Através de um exaustivo trabalho de sequenciamento genômico, genômica funcional, e análise comparativa genômica-ampla, os pesquisadores identificaram quase 6 mil regiões de DNA candidatas a elementos regulatórios em várias espécies. A partir dessa grande base de dados, foi mostrado que a perda de membros nas cobras está associada com uma disseminada divergência de elementos regulatórios dos membros. Já nos mamíferos, a degeneração dos olhos mostrou estar associada com uma disseminada divergência de elementos regulatórios dos olhos. Como elementos regulatórios divergidos estão associados com genes necessários para o modelamento normal de membros ou para o desenvolvimento e função normais da estrutura ocular, isso fortemente sugere que a divergência regulatória contribuiu para a perda desses fenótipos.
Mecanismos epigenéticos regulam a diferenciação celular na fase embrionária dos animais para a formação de diversos tecidos a partir de uma única célula (zigoto). Morfologia é estabelecida durante o desenvolvimento e requer o modelamento do embrião em desenvolvimento para dar fins específicos às células. Processos de modelamento são controlados por genes que estão frequentemente envolvidos no desenvolvimento de várias diferentes estruturas. Consequentemente, a expressão desses genes pleiotrópicos de desenvolvimento precisam ser rigidamente regulados de maneira espaço-temporal. Nesse sentido, algo crucial na regulação transcricionais de genes de desenvolvimento pleiotrópicos são os elementos cis-regulatórios, os quais frequentemente controlam a expressão gênica em tecidos específicos em momentos pontuais específicos.
Diferenças na pleiotropia entre genes de desenvolvimento e elementos cis-regulatórios impactam quais mutações são permissíveis durante os processos evolutivos. Enquanto que mutações em regiões codificantes de um gene pleiotrópico pode afetar a função genética em várias tecidos - interferência muitas vezes prejudiciais -, mutações em elementos modulares cis-regulatórios provavelmente afetam a expressão genética apenas em momentos e tecidos específicos. Nesse sentido, é consensualmente proposto que a morfologia em grande parte evolui via mudanças na expressão espaço-temporal de genes de desenvolvimento, os quais, por sua vez, evoluem via mudanças nos elementos cis-regulatórios básicos (mudanças genômicas não-codificantes).
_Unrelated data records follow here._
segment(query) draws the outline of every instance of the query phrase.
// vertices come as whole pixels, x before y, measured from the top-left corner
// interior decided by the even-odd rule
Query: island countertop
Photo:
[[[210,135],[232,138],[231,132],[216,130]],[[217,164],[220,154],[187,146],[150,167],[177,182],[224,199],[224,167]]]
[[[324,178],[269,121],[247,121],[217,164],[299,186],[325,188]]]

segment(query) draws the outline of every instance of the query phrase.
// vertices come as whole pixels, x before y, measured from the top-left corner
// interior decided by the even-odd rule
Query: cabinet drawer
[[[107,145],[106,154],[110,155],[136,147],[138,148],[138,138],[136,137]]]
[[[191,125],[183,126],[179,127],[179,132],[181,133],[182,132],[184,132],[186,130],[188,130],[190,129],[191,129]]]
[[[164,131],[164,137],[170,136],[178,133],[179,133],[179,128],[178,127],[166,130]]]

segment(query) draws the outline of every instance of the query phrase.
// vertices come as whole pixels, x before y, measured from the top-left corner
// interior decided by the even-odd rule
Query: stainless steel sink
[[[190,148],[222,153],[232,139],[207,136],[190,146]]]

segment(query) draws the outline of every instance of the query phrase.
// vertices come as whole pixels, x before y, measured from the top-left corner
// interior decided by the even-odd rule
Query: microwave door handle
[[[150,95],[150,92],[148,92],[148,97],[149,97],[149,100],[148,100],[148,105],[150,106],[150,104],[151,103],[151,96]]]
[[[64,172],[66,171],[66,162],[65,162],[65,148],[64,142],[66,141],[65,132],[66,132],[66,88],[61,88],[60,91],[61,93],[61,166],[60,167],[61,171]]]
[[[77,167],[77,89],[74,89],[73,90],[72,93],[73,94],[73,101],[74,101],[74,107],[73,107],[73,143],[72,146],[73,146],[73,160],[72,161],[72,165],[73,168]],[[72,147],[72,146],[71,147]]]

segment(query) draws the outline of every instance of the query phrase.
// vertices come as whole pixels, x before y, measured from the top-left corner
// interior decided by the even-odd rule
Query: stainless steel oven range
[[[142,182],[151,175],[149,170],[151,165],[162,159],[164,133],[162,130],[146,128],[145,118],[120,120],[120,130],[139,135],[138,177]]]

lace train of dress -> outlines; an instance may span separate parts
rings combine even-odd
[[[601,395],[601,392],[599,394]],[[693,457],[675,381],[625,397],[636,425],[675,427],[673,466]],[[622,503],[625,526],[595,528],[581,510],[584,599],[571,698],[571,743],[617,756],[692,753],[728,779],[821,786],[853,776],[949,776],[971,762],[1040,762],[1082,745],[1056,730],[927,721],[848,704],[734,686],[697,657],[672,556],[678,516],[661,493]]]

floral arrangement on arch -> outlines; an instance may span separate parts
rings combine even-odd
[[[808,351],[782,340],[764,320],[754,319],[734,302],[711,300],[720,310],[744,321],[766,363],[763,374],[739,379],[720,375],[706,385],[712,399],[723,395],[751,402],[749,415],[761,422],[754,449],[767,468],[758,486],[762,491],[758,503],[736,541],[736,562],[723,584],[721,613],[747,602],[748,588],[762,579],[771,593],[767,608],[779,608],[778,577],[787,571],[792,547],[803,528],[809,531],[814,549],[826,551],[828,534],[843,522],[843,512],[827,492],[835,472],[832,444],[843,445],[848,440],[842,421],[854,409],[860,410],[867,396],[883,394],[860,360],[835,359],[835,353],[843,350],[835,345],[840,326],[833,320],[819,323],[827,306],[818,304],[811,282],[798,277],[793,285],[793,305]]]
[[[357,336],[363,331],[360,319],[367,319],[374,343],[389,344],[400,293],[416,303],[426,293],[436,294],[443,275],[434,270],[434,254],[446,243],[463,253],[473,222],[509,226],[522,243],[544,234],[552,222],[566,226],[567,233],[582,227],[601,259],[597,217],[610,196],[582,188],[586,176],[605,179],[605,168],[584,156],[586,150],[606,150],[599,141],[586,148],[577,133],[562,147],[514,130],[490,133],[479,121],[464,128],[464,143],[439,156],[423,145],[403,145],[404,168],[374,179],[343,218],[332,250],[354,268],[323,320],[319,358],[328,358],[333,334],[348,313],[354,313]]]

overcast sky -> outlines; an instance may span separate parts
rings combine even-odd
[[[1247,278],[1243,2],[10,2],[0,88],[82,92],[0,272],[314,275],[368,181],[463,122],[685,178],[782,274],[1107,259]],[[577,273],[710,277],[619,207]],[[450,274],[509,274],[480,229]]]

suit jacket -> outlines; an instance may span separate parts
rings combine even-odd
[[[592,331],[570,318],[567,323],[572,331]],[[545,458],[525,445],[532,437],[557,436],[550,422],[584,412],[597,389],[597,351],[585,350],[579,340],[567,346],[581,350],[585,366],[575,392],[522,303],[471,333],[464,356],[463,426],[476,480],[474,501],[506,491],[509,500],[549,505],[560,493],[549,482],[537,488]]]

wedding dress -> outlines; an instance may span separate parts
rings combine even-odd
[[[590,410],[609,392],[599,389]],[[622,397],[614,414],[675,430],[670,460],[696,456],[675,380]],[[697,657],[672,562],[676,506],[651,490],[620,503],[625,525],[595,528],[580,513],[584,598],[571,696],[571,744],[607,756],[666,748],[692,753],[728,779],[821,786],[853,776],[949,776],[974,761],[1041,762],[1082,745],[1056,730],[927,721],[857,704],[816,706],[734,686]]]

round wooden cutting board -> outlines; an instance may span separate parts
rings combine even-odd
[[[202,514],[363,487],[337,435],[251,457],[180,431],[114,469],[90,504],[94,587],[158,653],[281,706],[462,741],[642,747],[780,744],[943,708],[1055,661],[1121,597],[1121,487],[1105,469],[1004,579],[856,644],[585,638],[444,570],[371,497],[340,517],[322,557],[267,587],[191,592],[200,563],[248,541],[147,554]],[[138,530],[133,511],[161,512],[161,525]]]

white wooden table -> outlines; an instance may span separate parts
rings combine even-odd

A perda de um fenótipo complexo é um caso extremo de evolução morfológica. Sobre essa perda fenotípica, é esperado uma trajetória evolucionária diferente para a informação genética baseando esse fenótipo. Por outro lado, a integridade de genes de desenvolvimento deve ser mantidas ao longo do tempo devido a seleção nas funções desses genes que não estão relacionadas ao fenótipo perdido. Contudo, elementos modulares cis-regulatórios associados especificamente com esse fenótipo podem contribuir diretamente para a sua perda e são esperados de evoluírem posteriormente de forma neutra. Esse processo deveria resultar em divergência sequencial e portanto a decaída de atividade regulatória ao longo do tempo.
No entanto, estudos recentes encontraram que numerosos elementos de regulação associados ao desenvolvimento e funcionalidades de membros ainda estão conservados em cobras, mesmo que a redução dos membros na linhagem desses répteis tenha ocorrido há mais de 100 milhões de anos, possivelmente devido a elementos regulatórios que dirigem expressão gênica em outros tecidos não-associados a membros.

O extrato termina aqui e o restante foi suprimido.